Stroke and eating difficulties: long-term experiences
Version of Record online: 10 SEP 2004
Journal of Clinical Nursing
Volume 13, Issue 7, pages 825–834, October 2004
How to Cite
Carlsson, E., Ehrenberg, A. and Ehnfors, M. (2004), Stroke and eating difficulties: long-term experiences. Journal of Clinical Nursing, 13: 825–834. doi: 10.1111/j.1365-2702.2004.01023.x
- Issue online: 10 SEP 2004
- Version of Record online: 10 SEP 2004
- Submitted for publication: 6 January 2004 Accepted for publication: 19 May 2004
- case study;
- eating difficulties;
- patient experiences;
- speech problems;
Background. Previous studies have shown that eating difficulties after stroke are common and often associated with communication problems. These difficulties, however, have mainly been studied from a professional perspective. Although numerous aspects of dysfunction have been identified, little knowledge exists about the experiences of living with eating difficulties.
Aim. To explore how people affected by stroke experience living with eating difficulties, during a prolonged period.
Design. Explorative, qualitative case study.
Methods. Repeated interviews and participant observations with three persons 1.5–2 years after their last stroke. Data were analysed using qualitative analysis.
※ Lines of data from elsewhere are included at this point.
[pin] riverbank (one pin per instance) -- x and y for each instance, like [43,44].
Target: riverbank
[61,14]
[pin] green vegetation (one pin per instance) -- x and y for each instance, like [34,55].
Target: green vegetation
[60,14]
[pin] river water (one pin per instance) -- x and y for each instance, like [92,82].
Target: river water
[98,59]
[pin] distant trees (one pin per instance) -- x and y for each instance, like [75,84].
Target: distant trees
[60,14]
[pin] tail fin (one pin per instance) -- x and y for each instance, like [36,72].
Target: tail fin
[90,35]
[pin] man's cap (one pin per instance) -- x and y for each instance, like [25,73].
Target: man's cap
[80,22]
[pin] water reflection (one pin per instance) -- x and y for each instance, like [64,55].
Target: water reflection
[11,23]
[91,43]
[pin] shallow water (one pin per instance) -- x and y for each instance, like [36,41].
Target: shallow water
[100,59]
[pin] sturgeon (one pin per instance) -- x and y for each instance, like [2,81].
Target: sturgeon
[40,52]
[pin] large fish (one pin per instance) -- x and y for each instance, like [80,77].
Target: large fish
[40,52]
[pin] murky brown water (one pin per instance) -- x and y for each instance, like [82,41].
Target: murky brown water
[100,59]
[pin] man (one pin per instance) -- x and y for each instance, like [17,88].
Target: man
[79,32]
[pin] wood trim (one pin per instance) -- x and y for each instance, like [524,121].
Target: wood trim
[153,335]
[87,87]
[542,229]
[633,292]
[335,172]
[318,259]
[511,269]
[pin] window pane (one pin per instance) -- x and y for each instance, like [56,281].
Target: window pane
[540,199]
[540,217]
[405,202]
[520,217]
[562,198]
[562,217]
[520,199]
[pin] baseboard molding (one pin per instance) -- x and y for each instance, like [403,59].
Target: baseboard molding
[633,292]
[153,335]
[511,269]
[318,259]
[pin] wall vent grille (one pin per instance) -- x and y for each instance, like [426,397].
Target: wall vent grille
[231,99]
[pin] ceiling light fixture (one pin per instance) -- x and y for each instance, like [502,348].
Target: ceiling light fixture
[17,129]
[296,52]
Results. Eating difficulties after stroke were experienced as Striving to live a normal life, with the subthemes Abandoned to learn on one's own, Experiences of losses and Feeling dependent. The process of getting back to a life that resembled life before the stroke was experienced as long-lasting and hard work. The informants felt that they were abandoned to manage eating training on their own. The informants experienced a loss of functional eating ability and the ability to perform activities related to food and meals. Feelings of dependence were experienced in mealtime situations.
Conclusion. Living with eating difficulties after stroke is a complex phenomenon. The informants felt abandoned because of lack of support from the nursing staff. They were left on their own to deal with the difficult process of adjusting to a new way of eating and losses regarding mealtime activities. The combination of repeated interviews and participant observations seemed to be an approach that should be tested in larger studies.
Relevance to clinical practice. This case study indicates a need for nurses to develop and use evidence-based guidelines for eating training during the continuum of care. Nurses need to assess patient's habits and desires related to eating, and to adjust environment according to patient preferences.